Strasburg allowed five runs and matched his career low by lasting only three innings in the Nationals' 9-7, 10-inning loss to the Marlins on Friday night.

"This is a plan we put in place Feb. 1. We've been true to the plan and we haven't wavered from it one bit," Rizzo said. "This is just the culmination of that plan. I believe in my heart that it's the right thing to do for the player and the right thing to do for the player is the right thing to do for the franchise."

The impact of removing Strasburg from the rotation might not only be felt on the field.

Strasburg's 14 home starts this year have averaged 30,642 fans per game. In the other home games the Nationals have played, the team has drawn an average of 23,547 fans per game.
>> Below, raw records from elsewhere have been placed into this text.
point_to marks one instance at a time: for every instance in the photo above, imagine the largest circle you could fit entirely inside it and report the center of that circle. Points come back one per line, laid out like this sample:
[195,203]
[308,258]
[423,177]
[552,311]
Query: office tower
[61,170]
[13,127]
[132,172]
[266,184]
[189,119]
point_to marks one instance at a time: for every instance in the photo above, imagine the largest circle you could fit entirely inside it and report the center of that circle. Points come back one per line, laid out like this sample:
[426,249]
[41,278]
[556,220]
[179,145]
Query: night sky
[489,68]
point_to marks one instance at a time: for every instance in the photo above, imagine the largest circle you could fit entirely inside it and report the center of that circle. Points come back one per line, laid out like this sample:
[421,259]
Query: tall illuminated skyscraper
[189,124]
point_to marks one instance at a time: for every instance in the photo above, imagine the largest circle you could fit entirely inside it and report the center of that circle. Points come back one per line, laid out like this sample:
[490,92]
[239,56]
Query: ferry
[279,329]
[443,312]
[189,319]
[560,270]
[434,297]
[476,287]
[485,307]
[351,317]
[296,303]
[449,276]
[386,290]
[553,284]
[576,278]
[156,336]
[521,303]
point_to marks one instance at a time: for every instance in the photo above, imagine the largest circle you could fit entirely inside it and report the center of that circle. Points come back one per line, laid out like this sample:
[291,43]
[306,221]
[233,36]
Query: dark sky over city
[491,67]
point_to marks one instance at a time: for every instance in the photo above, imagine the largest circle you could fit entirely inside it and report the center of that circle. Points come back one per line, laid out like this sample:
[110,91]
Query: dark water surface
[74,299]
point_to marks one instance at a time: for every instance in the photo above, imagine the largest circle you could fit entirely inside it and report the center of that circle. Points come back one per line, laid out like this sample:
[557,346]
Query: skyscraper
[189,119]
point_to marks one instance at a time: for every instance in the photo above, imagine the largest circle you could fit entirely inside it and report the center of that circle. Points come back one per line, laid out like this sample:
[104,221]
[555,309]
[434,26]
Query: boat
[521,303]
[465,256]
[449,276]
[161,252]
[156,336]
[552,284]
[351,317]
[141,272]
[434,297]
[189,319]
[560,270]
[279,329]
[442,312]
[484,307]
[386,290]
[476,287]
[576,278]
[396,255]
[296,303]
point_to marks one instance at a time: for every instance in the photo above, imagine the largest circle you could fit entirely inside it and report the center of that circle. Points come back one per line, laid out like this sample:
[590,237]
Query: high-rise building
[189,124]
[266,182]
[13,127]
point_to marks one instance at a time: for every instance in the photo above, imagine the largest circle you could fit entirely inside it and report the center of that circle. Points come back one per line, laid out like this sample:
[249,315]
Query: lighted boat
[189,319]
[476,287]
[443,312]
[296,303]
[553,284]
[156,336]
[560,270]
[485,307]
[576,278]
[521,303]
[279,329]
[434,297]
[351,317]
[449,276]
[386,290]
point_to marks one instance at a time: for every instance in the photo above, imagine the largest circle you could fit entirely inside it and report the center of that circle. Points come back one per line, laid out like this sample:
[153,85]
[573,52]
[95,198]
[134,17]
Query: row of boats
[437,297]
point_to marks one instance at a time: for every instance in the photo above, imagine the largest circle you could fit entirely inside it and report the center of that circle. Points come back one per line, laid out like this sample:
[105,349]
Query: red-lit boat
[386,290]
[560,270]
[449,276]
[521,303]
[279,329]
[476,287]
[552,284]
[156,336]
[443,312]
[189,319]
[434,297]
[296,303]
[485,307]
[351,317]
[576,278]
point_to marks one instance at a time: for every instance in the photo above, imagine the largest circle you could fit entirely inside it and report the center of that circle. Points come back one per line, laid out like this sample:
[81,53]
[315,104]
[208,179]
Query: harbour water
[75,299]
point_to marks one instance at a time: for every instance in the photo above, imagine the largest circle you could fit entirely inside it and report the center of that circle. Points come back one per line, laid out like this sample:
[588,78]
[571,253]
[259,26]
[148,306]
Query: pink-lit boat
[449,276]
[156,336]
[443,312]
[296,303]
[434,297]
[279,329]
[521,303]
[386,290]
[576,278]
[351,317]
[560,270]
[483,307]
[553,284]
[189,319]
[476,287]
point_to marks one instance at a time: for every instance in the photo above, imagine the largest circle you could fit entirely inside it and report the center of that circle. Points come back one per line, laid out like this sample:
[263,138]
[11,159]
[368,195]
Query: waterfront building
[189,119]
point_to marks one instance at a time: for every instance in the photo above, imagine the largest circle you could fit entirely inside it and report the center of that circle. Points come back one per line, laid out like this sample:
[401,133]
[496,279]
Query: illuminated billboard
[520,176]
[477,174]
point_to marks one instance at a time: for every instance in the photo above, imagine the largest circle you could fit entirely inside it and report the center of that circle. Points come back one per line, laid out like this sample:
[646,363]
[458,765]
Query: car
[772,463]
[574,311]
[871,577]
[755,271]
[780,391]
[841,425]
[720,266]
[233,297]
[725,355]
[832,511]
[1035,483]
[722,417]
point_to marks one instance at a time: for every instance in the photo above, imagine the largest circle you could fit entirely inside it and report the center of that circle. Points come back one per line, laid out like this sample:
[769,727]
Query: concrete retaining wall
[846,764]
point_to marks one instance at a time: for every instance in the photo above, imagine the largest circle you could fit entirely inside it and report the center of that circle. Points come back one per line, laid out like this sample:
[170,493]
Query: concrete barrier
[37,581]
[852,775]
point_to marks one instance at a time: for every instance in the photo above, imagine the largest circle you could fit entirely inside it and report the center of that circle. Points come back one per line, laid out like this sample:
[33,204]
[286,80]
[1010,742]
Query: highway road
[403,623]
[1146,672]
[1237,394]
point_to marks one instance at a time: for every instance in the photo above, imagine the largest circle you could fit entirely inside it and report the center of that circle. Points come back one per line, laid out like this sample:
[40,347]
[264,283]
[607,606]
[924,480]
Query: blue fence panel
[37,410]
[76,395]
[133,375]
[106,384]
So Strasburg is worth 7,095 fans more per game.

The average Nationals ticket is $30.54, according to Team Marketing Report, which means Strasburg, on average, is worth $216,681 more at the gate per game to the team.

Strasburg's two missed home starts will cost the Nationals a total of $532,692 -- and, don't forget, the Nationals will pay him not to work over the next 24 days, which will cost them $393,442.

Strasburg finished 15-6 with a 3.16 ERA in his first full season after undergoing elbow-ligament replacement surgery on Sept. 3, 2010. He struck out 197 in 159 1/3 innings.

"He's had a terrific season for us," Rizzo said. "You couldn't ask for anything more coming off his first season of Tommy John surgery. He's a huge part of where we're at right now."

Information from ESPN's Darren Rovell and The Associated Press was used in this report.